3. Il consenso informato
Il consenso informato non esclude dalla responsabilità. La Corte Suprema ha posto un orientamento preciso. “Il consenso informato, quale espressione della consapevole adesione al trattamento sanitario proposto dal medico, impone che quest’ultimo fornisca al paziente, in modo completo ed esaustivo, tutte le informazioni scientificamente possibili riguardanti le terapie che intende praticare o l’intervento chirurgico che intende eseguire, con le relative modalità ed eventuali conseguenze, sia pure infrequenti, col solo limite dei rischi imprevedibili, ovvero degli esiti anomali, al limite del fortuito, che non assumono rilievo secondo id quod plerumque accidit, in quanto, una volta realizzatisi, verrebbero comunque ad interrompere il necessario nesso di casualità tra l’intervento e l’evento lesivo”.
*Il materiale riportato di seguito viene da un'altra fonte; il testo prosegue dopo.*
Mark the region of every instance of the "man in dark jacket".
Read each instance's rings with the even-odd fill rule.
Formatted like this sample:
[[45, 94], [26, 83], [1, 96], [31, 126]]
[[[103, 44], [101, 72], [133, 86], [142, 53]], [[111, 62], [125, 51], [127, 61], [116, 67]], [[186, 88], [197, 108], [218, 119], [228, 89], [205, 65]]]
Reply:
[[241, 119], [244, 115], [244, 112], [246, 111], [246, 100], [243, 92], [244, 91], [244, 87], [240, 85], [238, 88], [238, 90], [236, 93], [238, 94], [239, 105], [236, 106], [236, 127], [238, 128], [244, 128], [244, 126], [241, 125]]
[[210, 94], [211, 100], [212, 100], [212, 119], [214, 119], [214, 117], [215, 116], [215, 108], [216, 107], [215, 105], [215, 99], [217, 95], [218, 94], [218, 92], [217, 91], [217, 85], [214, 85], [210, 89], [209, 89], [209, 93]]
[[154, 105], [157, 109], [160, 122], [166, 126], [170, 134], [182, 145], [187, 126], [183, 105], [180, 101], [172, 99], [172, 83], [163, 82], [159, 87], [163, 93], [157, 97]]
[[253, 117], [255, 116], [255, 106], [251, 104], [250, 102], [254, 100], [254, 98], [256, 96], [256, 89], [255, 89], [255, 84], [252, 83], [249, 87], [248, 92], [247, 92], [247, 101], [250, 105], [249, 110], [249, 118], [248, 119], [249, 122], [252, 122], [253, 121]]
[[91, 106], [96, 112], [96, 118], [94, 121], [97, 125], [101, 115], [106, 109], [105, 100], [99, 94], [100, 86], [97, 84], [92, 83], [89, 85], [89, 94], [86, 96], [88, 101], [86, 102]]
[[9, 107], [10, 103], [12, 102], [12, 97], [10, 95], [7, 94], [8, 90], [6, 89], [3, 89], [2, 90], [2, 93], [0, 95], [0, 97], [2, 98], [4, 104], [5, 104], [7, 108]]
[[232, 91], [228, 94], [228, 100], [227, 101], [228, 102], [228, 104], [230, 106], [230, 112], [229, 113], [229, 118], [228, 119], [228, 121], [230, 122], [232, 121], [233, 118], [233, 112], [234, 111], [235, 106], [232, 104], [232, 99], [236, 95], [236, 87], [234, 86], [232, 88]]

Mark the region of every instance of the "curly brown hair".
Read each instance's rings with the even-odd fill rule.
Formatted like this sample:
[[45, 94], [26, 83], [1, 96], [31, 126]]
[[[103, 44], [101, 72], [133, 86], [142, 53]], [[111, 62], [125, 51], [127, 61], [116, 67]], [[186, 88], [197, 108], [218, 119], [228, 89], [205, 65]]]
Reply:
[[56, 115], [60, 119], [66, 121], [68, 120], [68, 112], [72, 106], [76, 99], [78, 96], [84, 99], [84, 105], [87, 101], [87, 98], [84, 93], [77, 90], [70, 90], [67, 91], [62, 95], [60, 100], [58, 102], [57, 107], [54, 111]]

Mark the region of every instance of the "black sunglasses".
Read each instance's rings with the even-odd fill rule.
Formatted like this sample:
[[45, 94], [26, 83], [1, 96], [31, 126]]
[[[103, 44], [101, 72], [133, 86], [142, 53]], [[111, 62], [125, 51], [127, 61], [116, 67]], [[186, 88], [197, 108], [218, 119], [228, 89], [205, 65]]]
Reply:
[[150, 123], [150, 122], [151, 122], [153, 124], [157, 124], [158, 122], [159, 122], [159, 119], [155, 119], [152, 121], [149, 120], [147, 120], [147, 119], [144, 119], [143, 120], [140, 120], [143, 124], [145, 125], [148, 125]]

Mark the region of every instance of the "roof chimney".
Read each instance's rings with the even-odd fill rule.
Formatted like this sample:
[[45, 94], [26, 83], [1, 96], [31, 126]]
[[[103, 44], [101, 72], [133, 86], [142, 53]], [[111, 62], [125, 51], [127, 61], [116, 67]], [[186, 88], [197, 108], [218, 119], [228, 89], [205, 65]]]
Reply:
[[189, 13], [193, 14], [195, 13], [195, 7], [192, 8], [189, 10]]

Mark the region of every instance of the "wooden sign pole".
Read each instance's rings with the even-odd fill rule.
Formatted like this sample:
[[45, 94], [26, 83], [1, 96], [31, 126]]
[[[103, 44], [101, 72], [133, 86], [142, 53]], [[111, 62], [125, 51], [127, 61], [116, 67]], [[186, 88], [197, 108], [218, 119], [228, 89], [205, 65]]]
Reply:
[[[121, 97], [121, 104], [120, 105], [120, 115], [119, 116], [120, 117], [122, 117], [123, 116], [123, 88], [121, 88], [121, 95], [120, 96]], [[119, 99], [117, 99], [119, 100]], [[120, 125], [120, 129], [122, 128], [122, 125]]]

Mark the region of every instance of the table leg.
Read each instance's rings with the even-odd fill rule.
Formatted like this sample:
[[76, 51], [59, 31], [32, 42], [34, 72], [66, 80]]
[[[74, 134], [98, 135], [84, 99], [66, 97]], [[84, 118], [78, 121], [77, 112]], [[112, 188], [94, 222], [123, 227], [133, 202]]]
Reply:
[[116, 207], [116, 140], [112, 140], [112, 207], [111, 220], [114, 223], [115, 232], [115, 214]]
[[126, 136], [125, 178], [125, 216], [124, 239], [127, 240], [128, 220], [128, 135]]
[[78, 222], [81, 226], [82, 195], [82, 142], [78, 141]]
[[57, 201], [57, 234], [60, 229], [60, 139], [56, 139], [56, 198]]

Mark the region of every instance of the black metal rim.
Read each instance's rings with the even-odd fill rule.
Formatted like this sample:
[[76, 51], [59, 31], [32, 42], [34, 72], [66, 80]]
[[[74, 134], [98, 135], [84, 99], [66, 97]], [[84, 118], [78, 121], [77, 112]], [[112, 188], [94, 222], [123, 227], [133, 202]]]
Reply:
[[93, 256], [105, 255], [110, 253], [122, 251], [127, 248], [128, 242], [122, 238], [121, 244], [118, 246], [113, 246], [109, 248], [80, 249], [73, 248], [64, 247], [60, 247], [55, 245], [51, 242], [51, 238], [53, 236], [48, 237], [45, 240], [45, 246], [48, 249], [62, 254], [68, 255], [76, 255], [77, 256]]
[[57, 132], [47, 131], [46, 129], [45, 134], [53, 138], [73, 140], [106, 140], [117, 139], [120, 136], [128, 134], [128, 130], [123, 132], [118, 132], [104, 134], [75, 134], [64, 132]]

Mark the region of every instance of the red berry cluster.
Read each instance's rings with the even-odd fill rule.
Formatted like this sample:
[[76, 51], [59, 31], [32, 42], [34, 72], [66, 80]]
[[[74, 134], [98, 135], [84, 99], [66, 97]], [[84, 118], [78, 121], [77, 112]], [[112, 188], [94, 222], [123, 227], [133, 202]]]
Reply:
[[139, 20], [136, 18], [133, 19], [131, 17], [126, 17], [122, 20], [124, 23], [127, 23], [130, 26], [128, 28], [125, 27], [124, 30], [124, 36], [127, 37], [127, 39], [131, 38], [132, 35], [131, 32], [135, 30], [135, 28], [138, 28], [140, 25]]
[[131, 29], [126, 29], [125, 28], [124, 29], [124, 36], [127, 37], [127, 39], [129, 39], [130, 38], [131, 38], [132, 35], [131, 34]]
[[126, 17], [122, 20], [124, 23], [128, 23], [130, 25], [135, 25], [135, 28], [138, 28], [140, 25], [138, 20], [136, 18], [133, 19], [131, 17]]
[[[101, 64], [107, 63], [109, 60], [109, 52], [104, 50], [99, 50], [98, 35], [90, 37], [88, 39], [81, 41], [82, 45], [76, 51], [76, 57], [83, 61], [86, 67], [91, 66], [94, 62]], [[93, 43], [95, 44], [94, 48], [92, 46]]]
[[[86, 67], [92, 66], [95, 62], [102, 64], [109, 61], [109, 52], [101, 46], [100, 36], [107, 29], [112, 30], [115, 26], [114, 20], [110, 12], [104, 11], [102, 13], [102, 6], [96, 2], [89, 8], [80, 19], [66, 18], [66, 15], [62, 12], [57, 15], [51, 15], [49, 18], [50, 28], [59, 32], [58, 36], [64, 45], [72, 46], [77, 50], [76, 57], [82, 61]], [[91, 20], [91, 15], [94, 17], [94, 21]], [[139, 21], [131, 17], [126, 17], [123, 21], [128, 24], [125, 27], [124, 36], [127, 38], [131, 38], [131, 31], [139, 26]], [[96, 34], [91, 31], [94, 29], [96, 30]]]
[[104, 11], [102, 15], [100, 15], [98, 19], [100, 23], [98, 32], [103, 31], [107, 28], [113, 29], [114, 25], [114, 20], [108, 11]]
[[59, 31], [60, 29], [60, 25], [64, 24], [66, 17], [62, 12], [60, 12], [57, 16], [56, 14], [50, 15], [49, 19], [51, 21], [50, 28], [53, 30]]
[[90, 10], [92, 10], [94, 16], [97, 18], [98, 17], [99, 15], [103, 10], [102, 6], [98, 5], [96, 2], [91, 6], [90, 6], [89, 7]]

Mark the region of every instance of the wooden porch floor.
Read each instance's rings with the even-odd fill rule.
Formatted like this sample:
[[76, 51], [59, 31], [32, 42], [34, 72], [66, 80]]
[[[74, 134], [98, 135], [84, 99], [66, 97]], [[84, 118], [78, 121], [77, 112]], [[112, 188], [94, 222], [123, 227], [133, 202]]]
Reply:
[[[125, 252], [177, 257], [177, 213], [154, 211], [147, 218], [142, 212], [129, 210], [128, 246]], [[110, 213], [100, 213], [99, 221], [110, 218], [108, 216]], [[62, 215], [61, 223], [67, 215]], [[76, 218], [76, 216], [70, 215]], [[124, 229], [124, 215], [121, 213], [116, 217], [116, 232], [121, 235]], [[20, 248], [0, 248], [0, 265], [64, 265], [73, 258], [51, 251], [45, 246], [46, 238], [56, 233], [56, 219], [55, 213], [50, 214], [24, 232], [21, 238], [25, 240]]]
L’imposizione della sottoscrizione di un esonero di responsabilità per eventuali danni cagionati dal vaccino anti-Covid è del tutto contraria alla disciplina prevista dalla legge nonché ai diritti costituzionalmente garantiti al singolo quali, in primo luogo, il diritto alla salute.
Pertanto, il modulo di cui si richiede la sottoscrizione per poter accedere alla campagna di vaccinazione contro il Covid-19 è da ritenersi contrario ai principi del nostro ordinamento e, quindi, nullo, nella parte in cui prevede un esonero di responsabilità in favore dell’azienda produttrice e del personale sanitario per eventuali reazioni avverse, danni a lunga distanza ovvero inefficacia della vaccinazione.
4. Conclusioni
Benché lo Stato abbia deciso, almeno fino ad oggi, di far leva sulla libera scelta di chiunque, espressa da una adesione (consenso informato), può dirsi che chiunque subisce danni dalla somministrazione del vaccino ha diritto ad un indennizzo. Ciò porta ad auspicare un imminente intervento legislativo che vada a riconoscere espressamente tale ristoro in favore di chi subisce pregiudizi da un vaccino non solo obbligatorio per legge ma anche fortemente raccomandato dall’autorità sanitaria, come è certamente quello relativo al covid. In caso contrario lo Stato dovrebbe allora assumersi la responsabilità della obbligatorietà del vaccino per Covid19.